Thursday, February 23, 2012

Blowin' in the Wind. . . .

"For dust you are 
   and to dust you will return.” 
-- Genesis 3:19b

(This may be good news, or it may be other news. But I have decided to attempt to blog every day throughout this period of Lent. Thus begins a personal journey undertaken publicly. My prayer is that somehow, my words, my heart, my journey might speak to yours.)

First of all-- no, this is not a repeat of yesterday's post. But after receiving the sign of the cross on my forehead, my mind is still on ashes. 

Formed from dust. Returning to dust. This mortal cloak we wear-- dust.

I remember one of the first times over the last ten-plus years when I have been a part of scattering the ashes of a family member. 

My husband's mother had always been very, very clear about her wishes. Every time she would take a trip, she would gather us 'round, remind us of where she kept her will, and tell us again: She did not want to be buried in a box. She wanted to be cremated. Returned to the dust from which she believed she was formed.

(Of course, Rich and I were always uncomfortable with the conversations-- but in the end, we were grateful. There was no question.)

The family gathered at the edge of a large field. It was fall, a lovely time of year, crisp and clear. Rich opened the box that held the ashes, stopped and took a breath. He said a few words-- long since gone from my mind-- and took a handful of ashes and allowed them to be carried off in the breeze. 

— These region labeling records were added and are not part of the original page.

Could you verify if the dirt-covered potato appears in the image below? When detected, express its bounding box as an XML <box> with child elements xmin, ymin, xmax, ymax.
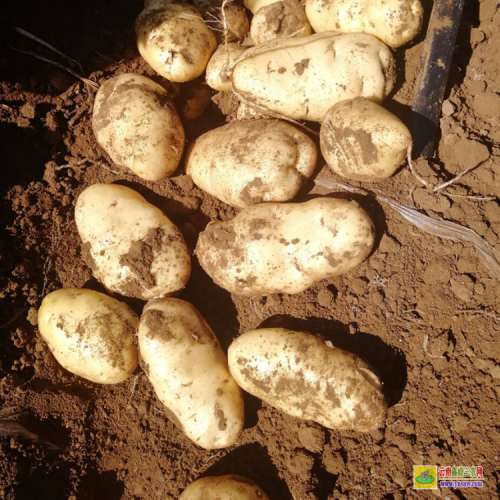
<box><xmin>179</xmin><ymin>475</ymin><xmax>269</xmax><ymax>500</ymax></box>
<box><xmin>196</xmin><ymin>198</ymin><xmax>374</xmax><ymax>296</ymax></box>
<box><xmin>135</xmin><ymin>0</ymin><xmax>217</xmax><ymax>82</ymax></box>
<box><xmin>306</xmin><ymin>0</ymin><xmax>424</xmax><ymax>48</ymax></box>
<box><xmin>38</xmin><ymin>288</ymin><xmax>139</xmax><ymax>384</ymax></box>
<box><xmin>232</xmin><ymin>32</ymin><xmax>395</xmax><ymax>121</ymax></box>
<box><xmin>206</xmin><ymin>43</ymin><xmax>245</xmax><ymax>92</ymax></box>
<box><xmin>139</xmin><ymin>298</ymin><xmax>244</xmax><ymax>449</ymax></box>
<box><xmin>186</xmin><ymin>119</ymin><xmax>318</xmax><ymax>208</ymax></box>
<box><xmin>75</xmin><ymin>184</ymin><xmax>191</xmax><ymax>300</ymax></box>
<box><xmin>92</xmin><ymin>73</ymin><xmax>184</xmax><ymax>181</ymax></box>
<box><xmin>320</xmin><ymin>98</ymin><xmax>411</xmax><ymax>182</ymax></box>
<box><xmin>228</xmin><ymin>328</ymin><xmax>387</xmax><ymax>432</ymax></box>
<box><xmin>250</xmin><ymin>0</ymin><xmax>312</xmax><ymax>45</ymax></box>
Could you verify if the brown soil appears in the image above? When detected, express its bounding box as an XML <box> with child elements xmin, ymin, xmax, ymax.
<box><xmin>0</xmin><ymin>0</ymin><xmax>500</xmax><ymax>500</ymax></box>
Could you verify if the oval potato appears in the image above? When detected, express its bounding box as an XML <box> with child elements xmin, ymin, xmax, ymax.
<box><xmin>92</xmin><ymin>73</ymin><xmax>185</xmax><ymax>181</ymax></box>
<box><xmin>38</xmin><ymin>288</ymin><xmax>139</xmax><ymax>384</ymax></box>
<box><xmin>196</xmin><ymin>198</ymin><xmax>374</xmax><ymax>297</ymax></box>
<box><xmin>231</xmin><ymin>31</ymin><xmax>395</xmax><ymax>121</ymax></box>
<box><xmin>228</xmin><ymin>328</ymin><xmax>387</xmax><ymax>432</ymax></box>
<box><xmin>75</xmin><ymin>184</ymin><xmax>191</xmax><ymax>300</ymax></box>
<box><xmin>139</xmin><ymin>298</ymin><xmax>244</xmax><ymax>449</ymax></box>
<box><xmin>186</xmin><ymin>119</ymin><xmax>317</xmax><ymax>208</ymax></box>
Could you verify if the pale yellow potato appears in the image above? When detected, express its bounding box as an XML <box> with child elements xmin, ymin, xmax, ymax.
<box><xmin>196</xmin><ymin>198</ymin><xmax>374</xmax><ymax>297</ymax></box>
<box><xmin>228</xmin><ymin>328</ymin><xmax>387</xmax><ymax>432</ymax></box>
<box><xmin>186</xmin><ymin>119</ymin><xmax>318</xmax><ymax>208</ymax></box>
<box><xmin>135</xmin><ymin>0</ymin><xmax>217</xmax><ymax>82</ymax></box>
<box><xmin>92</xmin><ymin>73</ymin><xmax>184</xmax><ymax>181</ymax></box>
<box><xmin>250</xmin><ymin>0</ymin><xmax>312</xmax><ymax>45</ymax></box>
<box><xmin>232</xmin><ymin>32</ymin><xmax>395</xmax><ymax>121</ymax></box>
<box><xmin>139</xmin><ymin>298</ymin><xmax>244</xmax><ymax>449</ymax></box>
<box><xmin>75</xmin><ymin>184</ymin><xmax>191</xmax><ymax>300</ymax></box>
<box><xmin>320</xmin><ymin>98</ymin><xmax>412</xmax><ymax>182</ymax></box>
<box><xmin>38</xmin><ymin>288</ymin><xmax>139</xmax><ymax>384</ymax></box>
<box><xmin>306</xmin><ymin>0</ymin><xmax>424</xmax><ymax>48</ymax></box>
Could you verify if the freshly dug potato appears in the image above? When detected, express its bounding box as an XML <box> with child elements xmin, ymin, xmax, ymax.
<box><xmin>139</xmin><ymin>298</ymin><xmax>244</xmax><ymax>449</ymax></box>
<box><xmin>320</xmin><ymin>98</ymin><xmax>411</xmax><ymax>182</ymax></box>
<box><xmin>228</xmin><ymin>328</ymin><xmax>387</xmax><ymax>432</ymax></box>
<box><xmin>38</xmin><ymin>288</ymin><xmax>139</xmax><ymax>384</ymax></box>
<box><xmin>135</xmin><ymin>0</ymin><xmax>217</xmax><ymax>82</ymax></box>
<box><xmin>306</xmin><ymin>0</ymin><xmax>424</xmax><ymax>48</ymax></box>
<box><xmin>232</xmin><ymin>31</ymin><xmax>395</xmax><ymax>121</ymax></box>
<box><xmin>75</xmin><ymin>184</ymin><xmax>191</xmax><ymax>300</ymax></box>
<box><xmin>179</xmin><ymin>475</ymin><xmax>269</xmax><ymax>500</ymax></box>
<box><xmin>250</xmin><ymin>0</ymin><xmax>312</xmax><ymax>45</ymax></box>
<box><xmin>196</xmin><ymin>198</ymin><xmax>374</xmax><ymax>297</ymax></box>
<box><xmin>206</xmin><ymin>43</ymin><xmax>246</xmax><ymax>92</ymax></box>
<box><xmin>92</xmin><ymin>73</ymin><xmax>184</xmax><ymax>181</ymax></box>
<box><xmin>186</xmin><ymin>119</ymin><xmax>318</xmax><ymax>208</ymax></box>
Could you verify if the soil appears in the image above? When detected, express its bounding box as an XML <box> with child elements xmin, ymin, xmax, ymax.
<box><xmin>0</xmin><ymin>0</ymin><xmax>500</xmax><ymax>500</ymax></box>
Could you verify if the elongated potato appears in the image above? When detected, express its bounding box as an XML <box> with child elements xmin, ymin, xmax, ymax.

I don't think one is ever quite prepared for this moment of watching the Spirit Wind lift these ashes like a delicate plume of smoke, rising and disappearing in a moment's time-- just as our very lives last but a blink of an eye in the scheme of God's kairos time.

It's a beautiful thing. 

And for me, there is something about knowing that when I think of these saints whom I have loved, my memory is not directed to one specific place. They have been released from their earthly fetters, travelled on the breeze and are near, in heart and mind, wherever I am.

Yes, I can go to camp and sit near the lake where Rich was set free. But he isn't just there. 

His true memory lives in our hearts, our minds-- and in the way we treat one another.

Heavenly Father, as we journey forward we remember the saint leading the way, those we have loved who also loved us. May we be aware of their holy presence still in our lives, today and each day, cheering us on as we run the race set before us. Amen.